In this study, we show that sympathetic nerves in the bone marrow play a critical role in the homing process of CD8⁺ effector memory T cells after they are formed in hypertension. These CD8⁺ T_EM cells “remember” a previous surge of blood pressure and can be rapidly activated and divide upon re-exposure to antigens formed in hypertension. Sympathetic nerves provide a tonic control of the T cell migration to the bone marrow at baseline condition, and this effect is profoundly enhanced when sympathetic nerve activity is elevated. In addition, experiments with T cell adoptive transfer further indicate that this effect of sympathetic innervation is mediated by β2 adrenergic receptors in the bone marrow, which lead to upregulation of chemokines such as CCL19 and CCL21. More interestingly, sympathetic innervation of bone marrow does not affect the migration of OT-I memory T cells, indicating a distinct interaction between the sympathetic nerves and CD8⁺ T_EM cells formed in hypertension.
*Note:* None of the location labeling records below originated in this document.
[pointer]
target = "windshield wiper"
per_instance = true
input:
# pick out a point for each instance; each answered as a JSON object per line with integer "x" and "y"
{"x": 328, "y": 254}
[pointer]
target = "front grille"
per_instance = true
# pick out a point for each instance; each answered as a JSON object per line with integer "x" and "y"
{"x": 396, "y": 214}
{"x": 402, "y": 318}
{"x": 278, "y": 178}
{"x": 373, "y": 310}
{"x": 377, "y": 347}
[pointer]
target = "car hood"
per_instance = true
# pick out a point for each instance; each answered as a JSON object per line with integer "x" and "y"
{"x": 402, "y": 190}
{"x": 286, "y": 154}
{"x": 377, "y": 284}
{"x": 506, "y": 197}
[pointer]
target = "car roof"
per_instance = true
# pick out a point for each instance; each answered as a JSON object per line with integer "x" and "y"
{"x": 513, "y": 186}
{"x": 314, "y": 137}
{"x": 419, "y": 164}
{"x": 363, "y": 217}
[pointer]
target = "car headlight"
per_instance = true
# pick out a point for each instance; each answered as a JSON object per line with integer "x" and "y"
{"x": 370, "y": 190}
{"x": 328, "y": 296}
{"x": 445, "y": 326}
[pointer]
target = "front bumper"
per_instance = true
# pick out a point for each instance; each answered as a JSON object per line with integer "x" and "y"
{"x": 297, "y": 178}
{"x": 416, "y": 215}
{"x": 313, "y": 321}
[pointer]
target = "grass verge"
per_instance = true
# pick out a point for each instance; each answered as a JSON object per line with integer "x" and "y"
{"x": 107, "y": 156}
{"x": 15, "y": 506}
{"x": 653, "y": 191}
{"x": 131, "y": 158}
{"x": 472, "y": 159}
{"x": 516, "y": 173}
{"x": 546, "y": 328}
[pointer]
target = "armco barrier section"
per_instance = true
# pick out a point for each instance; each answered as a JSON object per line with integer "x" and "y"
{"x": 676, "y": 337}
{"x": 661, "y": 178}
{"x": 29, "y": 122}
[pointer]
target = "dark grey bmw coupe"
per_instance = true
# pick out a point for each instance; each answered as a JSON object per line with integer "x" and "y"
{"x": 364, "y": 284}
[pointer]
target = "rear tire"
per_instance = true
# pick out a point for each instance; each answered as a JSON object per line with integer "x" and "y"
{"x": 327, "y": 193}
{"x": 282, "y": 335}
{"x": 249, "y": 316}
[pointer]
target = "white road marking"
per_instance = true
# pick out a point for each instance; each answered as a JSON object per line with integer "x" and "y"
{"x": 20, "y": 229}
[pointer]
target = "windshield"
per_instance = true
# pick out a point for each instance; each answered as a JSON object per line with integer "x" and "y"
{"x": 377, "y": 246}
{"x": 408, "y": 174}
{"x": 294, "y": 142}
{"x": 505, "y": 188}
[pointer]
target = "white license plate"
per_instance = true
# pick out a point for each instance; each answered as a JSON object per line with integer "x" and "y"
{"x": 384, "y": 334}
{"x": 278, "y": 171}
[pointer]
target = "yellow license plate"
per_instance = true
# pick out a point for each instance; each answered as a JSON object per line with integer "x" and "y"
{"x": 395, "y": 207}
Immunological memory has been recently identified to play a critical role in repetitive hypertension, but the mechanisms involved in the maintenance and reactivation of memory T cells in the bone marrow were poorly understood. Sympathetic innervation of the bone marrow is well established for several decades, and it plays a crucial role in modulating the circadian rhythm of hematopoietic and immune cell function in the bone marrow.^{11, 16, 17} Consistent with our current findings, spontaneously hypertensive rats have increased sympathetic nerve activity and impaired circadian rhythm and exhibit imbalanced production of endothelial progenitor cells and inflammatory cells in hypertension.¹²

Our adoptive transfer studies and experiments examining transwell transmigration clearly establish a role sympathetic tone and β2 stimulation in directing homing of CD8⁺ T cells to the bone marrow. Our findings are also compatible with the concept that sympathetic tone provides an environment that maintains hypertension-specific CD8⁺ T cells once they have homed to the marrow. The treatment of mice with ICI118,551 after a period of pressor dose angiotensin II exposure reduced the presence of T cells that proliferate in response to DCs from a hypertensive mouse. There is substantial discussion as to whether T_EM cells survive in the bone marrow because these cells are truly quiescent, that they are maintained by sustained antigen exposure or that they undergo low-level homeostatic proliferation. Our studies cannot differentiate between these conditions. For CD8⁺ T cells, current evidence supports the concept that these cells are truly quiescent.¹⁸ In preliminary experiments, we examined the presence of isolevuglandin adducts in DCs within the bone marrow, as these could potentially support a low level of proliferation of hypertension-specific T cells, but we found that these are not altered by denervation. It is possible that specific antigenic peptides are altered by isolevuglandin, and these might be affected by β2 adrenergic stimulation. Our findings that T cells with adoptive transfer of T cells from OT-I mice suggest that sympathetic innervation within the bone marrow specifically promotes homing and maintenance of T cells related to hypertension, and not simply all T_EM cells. This further supports the concept that features specific for hypertension, like the presentation of antigen, or perhaps unique conditions of the stroma with which the memory cells interact.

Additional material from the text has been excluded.